= Charles D. Read =

New Zealand-British gynaecologist (1902–1957)

Sir Charles David Read FRCS FRCSE FRACS (22 December 1902 – 21 August 1957) was a New Zealand surgeon who specialised in obstetrics, gynaecology and pathology after moving to the United Kingdom.

== Early life and education ==
Read was born in Woodlands, in the province of Southland, New Zealand, to businessman Joseph James and Elizabeth Brown Read. Read attended Southland Boys' High School and Otago Boys' High School. In 1920 he entered Otago Medical School in Dunedin and graduated four years later.

== Career ==
In 1926, after completing a residency at Dunedin Hospital, Read went to London. He served as secretary and vice-president of the obstetrical division of the Royal Society of Medicine, and became President of the Royal College of Obstetricians and Gynaecologists in 1955.
He was an honorary member of the American Association of Obstetricians, Gynaecologists and Abdominal Surgeons, the American Gynaecological Society, the South African Association of Obstetricians and Gynaecologists, and the Athens Obstetrical and Gynaecological Society.

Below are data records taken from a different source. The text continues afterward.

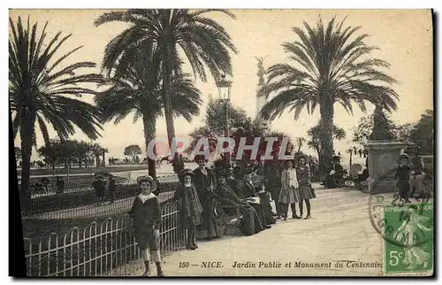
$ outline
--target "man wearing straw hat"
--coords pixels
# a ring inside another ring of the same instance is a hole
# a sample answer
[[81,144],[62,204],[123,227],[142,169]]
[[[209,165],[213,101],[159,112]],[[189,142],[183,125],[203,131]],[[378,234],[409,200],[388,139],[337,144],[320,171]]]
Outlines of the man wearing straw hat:
[[242,234],[252,235],[264,229],[256,211],[247,202],[241,201],[227,184],[226,178],[231,176],[230,170],[223,167],[217,172],[217,176],[218,178],[217,192],[219,195],[219,200],[223,206],[236,209],[238,216],[242,217],[239,224]]
[[151,176],[141,176],[137,178],[137,184],[141,193],[135,197],[129,215],[133,218],[135,240],[141,250],[146,266],[143,275],[150,275],[150,251],[156,265],[157,275],[164,276],[159,250],[161,208],[158,198],[152,193],[156,189],[156,183]]

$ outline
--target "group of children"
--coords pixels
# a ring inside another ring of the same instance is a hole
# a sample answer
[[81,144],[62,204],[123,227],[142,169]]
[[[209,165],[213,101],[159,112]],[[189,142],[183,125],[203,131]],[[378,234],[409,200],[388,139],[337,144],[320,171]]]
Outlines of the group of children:
[[[310,184],[310,173],[305,158],[298,161],[286,161],[286,169],[281,174],[281,188],[278,196],[272,196],[278,209],[278,213],[271,211],[271,197],[266,191],[262,172],[259,170],[243,172],[242,178],[234,178],[231,169],[217,169],[215,173],[206,166],[204,158],[196,158],[199,167],[194,171],[184,169],[179,173],[180,186],[175,191],[174,199],[179,201],[180,222],[187,229],[187,249],[195,250],[197,227],[204,226],[207,239],[219,238],[217,225],[222,212],[229,209],[236,211],[240,223],[238,227],[245,235],[254,235],[270,228],[279,218],[287,220],[288,205],[292,205],[293,218],[301,219],[303,203],[307,205],[307,216],[311,218],[309,200],[316,197]],[[293,165],[294,163],[294,165]],[[240,173],[236,172],[235,173]],[[252,174],[258,177],[259,187],[252,181]],[[260,175],[261,174],[261,175]],[[217,176],[217,180],[215,179]],[[261,183],[259,183],[261,182]],[[134,199],[129,214],[133,218],[135,239],[142,251],[145,262],[145,276],[150,275],[150,256],[156,262],[157,275],[164,276],[159,252],[159,226],[161,209],[158,198],[152,192],[156,183],[150,176],[137,179],[141,194]],[[300,216],[296,214],[299,203]],[[282,215],[281,215],[282,214]],[[282,216],[282,217],[280,217]]]
[[[307,206],[307,216],[304,219],[311,218],[310,199],[316,198],[315,191],[310,182],[310,169],[307,164],[305,157],[299,159],[287,160],[286,168],[281,173],[281,191],[278,197],[279,209],[277,210],[278,216],[282,214],[284,220],[288,218],[288,205],[292,208],[292,218],[301,219],[303,215],[303,203]],[[296,214],[296,204],[299,204],[300,216]]]

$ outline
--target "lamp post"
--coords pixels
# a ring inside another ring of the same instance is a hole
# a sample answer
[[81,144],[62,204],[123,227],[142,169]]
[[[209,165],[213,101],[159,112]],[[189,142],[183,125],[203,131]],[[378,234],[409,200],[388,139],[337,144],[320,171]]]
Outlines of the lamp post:
[[[232,77],[222,74],[217,80],[217,88],[218,89],[218,97],[221,102],[224,103],[225,107],[225,126],[224,126],[224,135],[225,137],[230,137],[229,135],[229,102],[232,89]],[[226,153],[226,161],[230,164],[230,153]]]

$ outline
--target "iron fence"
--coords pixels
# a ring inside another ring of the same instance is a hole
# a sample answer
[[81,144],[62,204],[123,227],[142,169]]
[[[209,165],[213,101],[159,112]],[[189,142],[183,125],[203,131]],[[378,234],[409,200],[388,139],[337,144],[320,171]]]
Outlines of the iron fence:
[[[158,181],[161,185],[163,184],[175,184],[179,183],[178,176],[176,174],[170,175],[161,175],[158,176]],[[69,188],[63,190],[63,193],[57,192],[56,182],[52,181],[48,184],[48,188],[42,186],[41,188],[30,187],[29,190],[31,192],[31,198],[35,199],[42,196],[57,196],[64,193],[80,193],[93,191],[94,189],[89,182],[82,182],[80,187]],[[109,186],[109,185],[108,185]],[[106,189],[108,188],[106,186]],[[116,187],[126,187],[126,186],[136,186],[136,179],[124,179],[123,181],[116,183]]]
[[[161,188],[159,199],[164,203],[173,196],[179,181],[177,175],[162,176],[158,180]],[[62,194],[32,198],[29,204],[22,207],[21,216],[24,219],[70,219],[94,214],[119,214],[132,205],[132,200],[139,189],[133,181],[126,181],[116,186],[113,203],[108,189],[105,191],[105,203],[97,202],[95,193],[90,188],[69,189]]]
[[[174,190],[162,192],[158,196],[160,204],[165,204],[173,198]],[[85,206],[74,208],[65,208],[53,212],[41,213],[28,213],[23,215],[23,220],[59,220],[59,219],[84,219],[84,218],[100,218],[113,215],[124,214],[129,212],[133,203],[135,195],[129,197],[115,200],[112,202],[95,203]],[[50,223],[50,221],[48,221]]]
[[[187,231],[179,225],[178,202],[162,206],[161,255],[185,247]],[[128,276],[143,266],[128,215],[73,227],[64,235],[40,241],[25,238],[27,276]]]

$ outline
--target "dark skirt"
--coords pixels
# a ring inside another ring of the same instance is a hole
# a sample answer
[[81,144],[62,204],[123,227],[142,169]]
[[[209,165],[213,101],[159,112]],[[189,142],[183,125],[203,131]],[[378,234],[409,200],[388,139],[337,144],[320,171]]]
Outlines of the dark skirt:
[[311,186],[309,185],[301,185],[300,186],[300,200],[309,200],[316,198],[316,196],[314,195],[312,191]]
[[239,225],[239,228],[244,235],[252,235],[261,232],[263,227],[258,214],[250,205],[246,205],[240,208],[240,212],[243,218]]
[[153,229],[135,229],[135,241],[142,250],[148,248],[150,250],[160,249],[160,241],[156,239]]

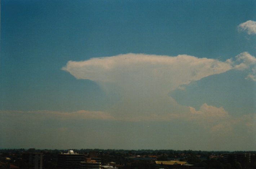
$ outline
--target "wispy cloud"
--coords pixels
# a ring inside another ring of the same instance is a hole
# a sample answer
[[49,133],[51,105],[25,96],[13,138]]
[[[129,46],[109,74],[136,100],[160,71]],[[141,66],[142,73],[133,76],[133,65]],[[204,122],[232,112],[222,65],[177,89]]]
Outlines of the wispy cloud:
[[238,26],[238,29],[240,31],[246,32],[248,34],[256,34],[256,22],[247,20],[240,24]]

He edited the 5th edition of Edward Lockyer's Gynaecology with Douglas MacLeod, and he was engaged with MacLeod on a revision of Bonney's Textbook of Gynaecological Surgery.

He married twice, having two sons by each marriage. His first wife was Mabyn Gill, and his second wife was Dr F Edna Wilson, sister of the eminent Anglo-Irish surgeon T.G. Wilson.

Read died suddenly, aged 54, aboard his yacht on 21 August 1957. Lady Read died in 2003.